Monday, June 26, 2006

Moss Rose Meanderings

By Christina VanGinkel

Moss roses are usually a very prominent part of one structure in our garden. Being an annual, when we first planted some years ago, being new to gardening, we assumed that we would have to replant them each year. We went so far as to discarding them come fall, when they were looking like they had well outlived their days. Then a friend who gardens told us that if we left the plants in the ground, and let them become very dry (in our part of the country, dry equals frozen!), we could then just trim off some of the growth, leaving much of it to become a sort of mulch back into the garden bed. She swore that come the following summer, this annual would grow back on its own, much like a perennial. Surprisingly, this worked, and for several years in a row, we would be treated to moss roses from one planting.

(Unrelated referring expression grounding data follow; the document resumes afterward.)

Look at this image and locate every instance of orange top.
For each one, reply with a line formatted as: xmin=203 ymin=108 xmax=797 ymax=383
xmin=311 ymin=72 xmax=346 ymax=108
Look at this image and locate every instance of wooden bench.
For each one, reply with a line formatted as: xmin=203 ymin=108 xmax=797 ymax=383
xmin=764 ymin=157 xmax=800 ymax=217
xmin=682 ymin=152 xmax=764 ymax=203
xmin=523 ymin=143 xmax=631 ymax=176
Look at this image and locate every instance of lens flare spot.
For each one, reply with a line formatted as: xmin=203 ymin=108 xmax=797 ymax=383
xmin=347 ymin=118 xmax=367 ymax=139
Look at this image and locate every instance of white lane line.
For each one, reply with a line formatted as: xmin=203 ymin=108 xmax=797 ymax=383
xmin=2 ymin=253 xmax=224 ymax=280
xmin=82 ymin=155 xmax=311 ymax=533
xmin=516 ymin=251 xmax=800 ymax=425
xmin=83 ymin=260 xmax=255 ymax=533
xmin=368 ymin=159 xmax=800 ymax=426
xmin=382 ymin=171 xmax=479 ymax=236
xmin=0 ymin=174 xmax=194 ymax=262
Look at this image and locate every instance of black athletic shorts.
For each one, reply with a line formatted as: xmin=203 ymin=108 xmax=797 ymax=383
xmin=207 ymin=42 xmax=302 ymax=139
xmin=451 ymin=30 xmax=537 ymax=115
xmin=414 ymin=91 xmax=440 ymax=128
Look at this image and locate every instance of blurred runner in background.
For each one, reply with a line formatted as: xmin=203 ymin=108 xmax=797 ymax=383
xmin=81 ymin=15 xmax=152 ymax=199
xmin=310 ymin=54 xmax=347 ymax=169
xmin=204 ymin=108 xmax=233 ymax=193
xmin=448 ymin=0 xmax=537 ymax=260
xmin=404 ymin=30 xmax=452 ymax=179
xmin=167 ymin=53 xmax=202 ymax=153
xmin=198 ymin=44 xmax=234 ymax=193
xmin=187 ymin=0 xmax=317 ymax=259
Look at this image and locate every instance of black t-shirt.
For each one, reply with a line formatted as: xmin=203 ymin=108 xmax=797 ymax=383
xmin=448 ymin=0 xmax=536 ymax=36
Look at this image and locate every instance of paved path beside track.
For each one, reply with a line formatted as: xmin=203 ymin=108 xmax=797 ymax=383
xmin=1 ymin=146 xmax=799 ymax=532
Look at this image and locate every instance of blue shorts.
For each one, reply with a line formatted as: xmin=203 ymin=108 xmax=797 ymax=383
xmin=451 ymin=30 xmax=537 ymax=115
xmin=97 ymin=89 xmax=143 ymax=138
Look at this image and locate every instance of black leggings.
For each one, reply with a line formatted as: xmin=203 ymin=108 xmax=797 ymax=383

Last year, my husband treated this garden with a weed spray that was used just between the larger flowering plants. We rarely use any products such as it, but chose to do so, on this particular raised garden, because it was difficult for either of us to weed it continually, without having to actually step into the bottom layers. We noticed immediately that it seemed to be killing off the moss roses right along with the weeds, even though he never came close to the root structure with any of it.

Now, a year later, when our moss roses should be coming up as they have for years, we noticed that not a single moss rose was growing. We have since discarded the empty bottle of the weed product we used, and cannot remember the name. What we have come to believe though, is that the weed product attacked the root structure of the potential weeds, and in doing so, leached across the garden killing off all the roots save for the very large plants, which all seem to be doing fine.

Not content to have this garden without moss roses, we headed out yesterday to shop for replacement plants. Our first stop netted us not a single moss rose. The young girls working clearly did not know what we were looking for, so we ended up walking through several greenhouses in search of some, but came up empty handed. We then stopped at another smaller greenhouse, and while the person working knew what we wanted, she did not have any. Wal-Mart was actually our next stop. We figured they would have at least some flats of smaller ones. They also did not, and an older woman that I know was working and she replied that they had had several people in asking for moss roses, but for some reason, they had yet to get any in, and she did not think they were.

At this point, we had all but given up hope of finding any, when I suggested we stop at Home Depot. This proposal was more out of a last ditch effort type of commiseration for my husband than anything. We had been to Home Depot over the last few weeks for several other unrelated shopping trips, and I recalled that they had a large greenhouse in the parking lot, set up next to their regular garden center.

We did find some at Home Depot, but not a large selection, nor a healthy one. We came away with two eight-inch pots that I separated several large moss rose plants out of, and one small eight piece flat of tiny, but healthy moss roses. The remaining plants looked like they had been frostbit, and were dry to the pint that even a moss rose could not thrive, and they like sun and dry conditions.

We went home, where my husband removed much of the soil in the garden where he had used the weed killer, avoiding the areas around the larger plants that were growing. We planted the moss roses we found, and I hope that in a few weeks I will be able to report to you that they are thriving, growing, and spreading out, as they should.

If we have learned anything from all of this, it is that if you are not use to using weed killing products, as we are not, then I would suggest that you be very cautious when doing so, reading all of the attached labels. If not, you might end up killing more than just weeds, just the same as we apparently did.